Live album by Soda Stereo
- Released: 1987
- Recorded: May–August 1987
- Venue: Argentina/Chile/Perú/Venezuela/Mexico
- Genre: New wave
- Length: 47:52
- Label: Sony Music; Columbia;
- Producer: Gustavo Cerati, Zeta Bosio & Charly Alberti

Soda Stereo chronology
| Signos (1986) | Ruido Blanco (1987) | Doble Vida (1988) |

= Ruido Blanco =

Ruido Blanco (Spanish for White Noise) is a live album recorded by the Argentine rock band Soda Stereo, released in 1987 and recorded on their "Signos" Latin American tour promoting their album Signos. It includes a unique track, "Vita-Set", consisting of two songs bonded by their initial chords. Frontman Gustavo Cerati started to hate the song after the tour and it was never played again.

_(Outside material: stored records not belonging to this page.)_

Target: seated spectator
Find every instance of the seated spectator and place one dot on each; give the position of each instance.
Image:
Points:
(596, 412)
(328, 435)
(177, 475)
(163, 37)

The album's title is taken from a lyric in the song "Prófugos" (off the Signos album): Tus ojos nunca mentirán / pero ese ruido blanco / es una alarma en mis oídos. ("Your eyes will never lie / but that white noise / is an alarm in my ears.")

Professional ratings
Review scores
| Source | Rating |
| AllMusic | Star |

==Track listing==

Vinyl Tracklist
| No. | Title | Writer(s) | Length |
|---|---|---|---|
| 1. | "Signos" | Gustavo Cerati | 6:20 |
| 2. | "Juegos De Seducción" | Cerati | 4:14 |
| 3. | "Persiana Americana" | Cerati, Jorge Daffunchio | 5:38 |
| 4. | "Sobredosis De T.V." | Cerati | 5:40 |
| 5. | "Final Caja Negra" | Cerati, Zeta Bosio, Charly Alberti | 5:44 |
| 6. | "Cuando Pase El Temblor" | Cerati | 5:00 |
| 7. | "Vita-Set: Te Hacen Falta Vitaminas / ¿Por Qué No Puedo Ser Del Jet-Set?" | Cerati, Bosio, Alberti | 4:26 |
| 8. | "Prófugos" | Cerati, Alberti | 6:04 |
| Total length: |  |  | 43:06 |

Cassette, CD Releases Tracklist
| No. | Title | Writer(s) | Length |
|---|---|---|---|
| 5. | "Estoy Azulado" | Cerati, Richard Coleman | 4:18 |
| 6. | "Final Caja Negra" | Cerati, Zeta Bosio, Charly Alberti | 5:44 |
| 7. | "Cuando Pase El Temblor" | Cerati | 5:00 |
| 8. | "Vita-Set: Te Hacen Falta Vitaminas / ¿Por Qué No Puedo Ser Del Jet-Set?" | Cerati, Bosio, Alberti | 4:26 |
| 9. | "Prófugos" | Cerati, Alberti | 6:04 |
| Total length: |  |  | 47:24 |

== Personnel ==
- Soda Stereo
- Gustavo Cerati: Guitars, vocals.
- Zeta Bosio: Bass guitar, acoustic guitar, backing vocals.
- Charly Alberti: Drums, percussion.

- Additional personnel
- Daniel Sais: Keyboards, vocals.
- The Supremes (1984 group; Mónica Green, Melba Houston, Anita Robinson): Backup vocals.

== Certifications==

| Region | Certification | Certified units/sales |
| Argentina (CAPIF) | Platinum | 60,000^{^} |
| Mexico (AMPROFON) | Gold | 100,000^{‡} |
^{^} Shipments figures based on certification alone. ^{‡} Sales+streaming figures based on certification alone.